“Petunjuk Atasan” Jadi Tameng Pencairan Dana Hibah GMIM, Aktivis Tantang Hakim Hadirkan Denny Mangala di Persidangan

BeritaInvestigasiNews.id. Sulut,- Fakta persidangan kasus dugaan penyalahgunaan dana hibah ke Sinode GMIM kembali memantik sorotan tajam publik. Pasalnya, istilah “petunjuk atasan” yang berulang kali muncul di ruang sidang diduga menjadi pedoman pengecualian dalam proses pencairan dana, meski berkas administrasi belum lengkap.

Aktivis Sulawesi Utara pun mulai bersuara lantang. Ketua Pelopor Angkatan Muda Indonesia Perjuangan (PAMI-P) Sulut, Jonathan Mogonta, menantang majelis hakim untuk menghadirkan langsung sosok yang disebut-sebut memberi “petunjuk” tersebut.
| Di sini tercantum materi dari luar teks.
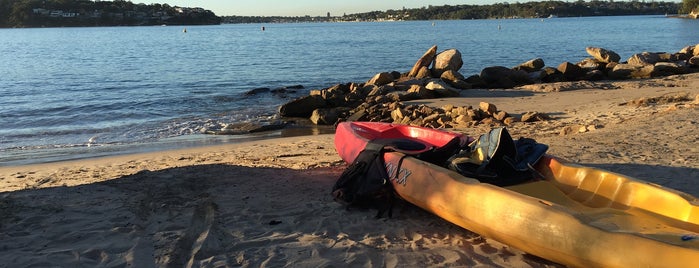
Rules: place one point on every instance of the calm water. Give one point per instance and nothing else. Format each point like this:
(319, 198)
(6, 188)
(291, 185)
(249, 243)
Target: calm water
(134, 88)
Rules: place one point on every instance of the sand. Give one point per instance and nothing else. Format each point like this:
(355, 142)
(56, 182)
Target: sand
(267, 203)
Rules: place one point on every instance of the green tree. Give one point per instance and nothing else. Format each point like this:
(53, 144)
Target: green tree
(689, 5)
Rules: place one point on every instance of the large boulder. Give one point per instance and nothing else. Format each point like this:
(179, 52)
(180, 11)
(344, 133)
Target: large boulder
(668, 68)
(603, 55)
(571, 72)
(644, 58)
(327, 116)
(442, 89)
(381, 79)
(424, 61)
(448, 60)
(455, 79)
(693, 61)
(623, 71)
(531, 65)
(503, 77)
(302, 107)
(335, 95)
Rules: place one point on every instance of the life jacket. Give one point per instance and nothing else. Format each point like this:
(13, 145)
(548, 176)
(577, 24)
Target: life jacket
(365, 183)
(497, 159)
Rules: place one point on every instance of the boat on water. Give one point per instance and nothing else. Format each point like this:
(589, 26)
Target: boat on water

Baca Juga: "Aktivis Ultimatum APH: Jangan Biarkan Fakta Persidangan Hibah GMIM Terkubur"

“Sejak sidang kedua hingga sidang keempat hari ini, saksi maupun terdakwa konsisten menyebut adanya peran atasan dalam pencairan dana hibah GMIM. Kalau memang demikian, kenapa tokoh ini tidak dihadirkan di ruang sidang?” tegas Jonathan usai mengikuti sidang di PN Manado, Rabu (24/9/2025).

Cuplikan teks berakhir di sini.